Abstract:
Objective/Meaning Taiwan Region in China has developed a compound fishery system featuring the coexistence of offshore, inshore and coastal fishing, as well as marine and inland aquaculture. There are obvious differences in terms of fishing fleet scale, aquaculture spatial layout, and the allocation of processing and cold-chain facilities among counties and cities. A unified accounting framework for fishery carbon emissions in counties and cities was constructed in this paper, and the role of production scale, industrial structure and production efficiency on carbon emissions was clarified, so as to identify the key links for emission reduction and clarify the low-carbon transformation path for the fishery industry in Taiwan.
Methods/Procedures Based on the fishery statistics from counties and cities in Taiwan from 2013 to 2024, the carbon emissions from fishing and aquaculture production processes were measured by combining the activity data with emission factors. On the basis of describing the spatial and temporal characteristics of total carbon emissions, unit output emissions and unit output value emissions, the methods of two-way fixed effect model, extremely randomized trees and SHAP method were used to analyze the relationship between fishery production structure, production efficiency, industrial chain conditions and carbon emission intensity.

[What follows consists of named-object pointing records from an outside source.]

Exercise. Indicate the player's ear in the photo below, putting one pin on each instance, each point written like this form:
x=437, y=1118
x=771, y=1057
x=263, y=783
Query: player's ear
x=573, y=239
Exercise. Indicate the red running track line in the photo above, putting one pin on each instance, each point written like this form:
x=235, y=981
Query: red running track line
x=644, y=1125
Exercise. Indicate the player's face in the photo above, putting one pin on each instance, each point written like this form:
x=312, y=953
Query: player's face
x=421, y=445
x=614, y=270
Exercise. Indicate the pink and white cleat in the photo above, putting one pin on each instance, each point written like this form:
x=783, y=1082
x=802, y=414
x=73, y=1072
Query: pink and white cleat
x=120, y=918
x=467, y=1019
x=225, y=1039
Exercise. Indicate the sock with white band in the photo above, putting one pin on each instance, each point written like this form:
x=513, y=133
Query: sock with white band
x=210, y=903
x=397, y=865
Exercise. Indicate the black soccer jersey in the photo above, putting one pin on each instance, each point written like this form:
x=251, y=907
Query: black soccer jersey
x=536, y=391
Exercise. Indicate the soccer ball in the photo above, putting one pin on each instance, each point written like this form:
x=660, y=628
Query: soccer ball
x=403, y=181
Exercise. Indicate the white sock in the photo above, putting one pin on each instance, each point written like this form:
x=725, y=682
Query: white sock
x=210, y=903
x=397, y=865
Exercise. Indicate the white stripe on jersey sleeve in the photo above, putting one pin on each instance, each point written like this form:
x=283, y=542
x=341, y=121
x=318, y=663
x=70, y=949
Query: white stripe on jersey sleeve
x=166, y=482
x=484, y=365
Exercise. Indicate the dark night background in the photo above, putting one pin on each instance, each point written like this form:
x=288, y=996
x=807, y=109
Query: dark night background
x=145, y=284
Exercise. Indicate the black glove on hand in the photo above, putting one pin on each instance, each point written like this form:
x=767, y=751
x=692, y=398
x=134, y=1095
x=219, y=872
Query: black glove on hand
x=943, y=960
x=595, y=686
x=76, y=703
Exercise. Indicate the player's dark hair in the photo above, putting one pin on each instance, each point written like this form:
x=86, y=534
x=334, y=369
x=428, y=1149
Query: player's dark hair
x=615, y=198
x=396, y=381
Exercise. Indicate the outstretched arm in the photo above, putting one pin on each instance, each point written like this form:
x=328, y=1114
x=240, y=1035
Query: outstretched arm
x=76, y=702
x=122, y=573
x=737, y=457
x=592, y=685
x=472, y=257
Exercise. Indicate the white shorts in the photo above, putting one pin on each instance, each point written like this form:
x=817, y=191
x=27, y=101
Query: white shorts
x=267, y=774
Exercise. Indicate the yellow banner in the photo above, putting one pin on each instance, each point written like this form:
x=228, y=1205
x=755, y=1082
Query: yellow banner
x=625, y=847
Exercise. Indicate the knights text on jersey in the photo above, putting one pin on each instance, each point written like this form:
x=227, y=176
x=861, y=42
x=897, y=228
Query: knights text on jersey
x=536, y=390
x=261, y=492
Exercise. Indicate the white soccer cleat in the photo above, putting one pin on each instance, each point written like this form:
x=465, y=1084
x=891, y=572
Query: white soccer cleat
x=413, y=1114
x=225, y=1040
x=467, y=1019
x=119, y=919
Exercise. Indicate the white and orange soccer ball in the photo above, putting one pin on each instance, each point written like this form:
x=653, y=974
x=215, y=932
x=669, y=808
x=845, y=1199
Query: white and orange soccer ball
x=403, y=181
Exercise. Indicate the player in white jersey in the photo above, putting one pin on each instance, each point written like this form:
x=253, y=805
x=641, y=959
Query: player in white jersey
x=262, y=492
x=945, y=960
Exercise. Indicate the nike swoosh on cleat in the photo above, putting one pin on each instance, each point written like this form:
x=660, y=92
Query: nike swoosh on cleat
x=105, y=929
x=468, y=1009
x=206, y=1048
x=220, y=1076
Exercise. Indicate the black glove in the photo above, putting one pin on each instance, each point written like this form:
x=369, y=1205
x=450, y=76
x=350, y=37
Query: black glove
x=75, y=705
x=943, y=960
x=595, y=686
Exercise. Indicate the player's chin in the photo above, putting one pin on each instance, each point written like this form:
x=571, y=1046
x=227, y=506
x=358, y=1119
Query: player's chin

Results/Conclusions The study found that the overall carbon emissions from fisheries in Taiwan showed a fluctuating upward trend, with the fishing stage consistently dominating and emissions highly concentrated in a few major fishing and cities. The total amount of carbon emissions was not simply corresponding to the emission intensity, and some small-scale fishery counties and cities had higher emissions per unit output. There was a relatively stable positive correlation between the proportion of fishing production and carbon emissions per unit of output value. The efficiency of single-ship fishing and the efficiency of aquaculture per unit area were negatively correlated with carbon emission intensity. The effect of processing and cold chain conditions had a strong dependence on the accounting caliber. The results of machine learning further indicated that the proportion of fishing production was the primary predictor of the difference in carbon emission intensity among counties and cities, and its related impact exhibited significant non-linear characteristics. The research showed that the low-carbon transformation of fisheries in Taiwan should pay more attention to the optimization of production structure and the improvement of energy utilization efficiency.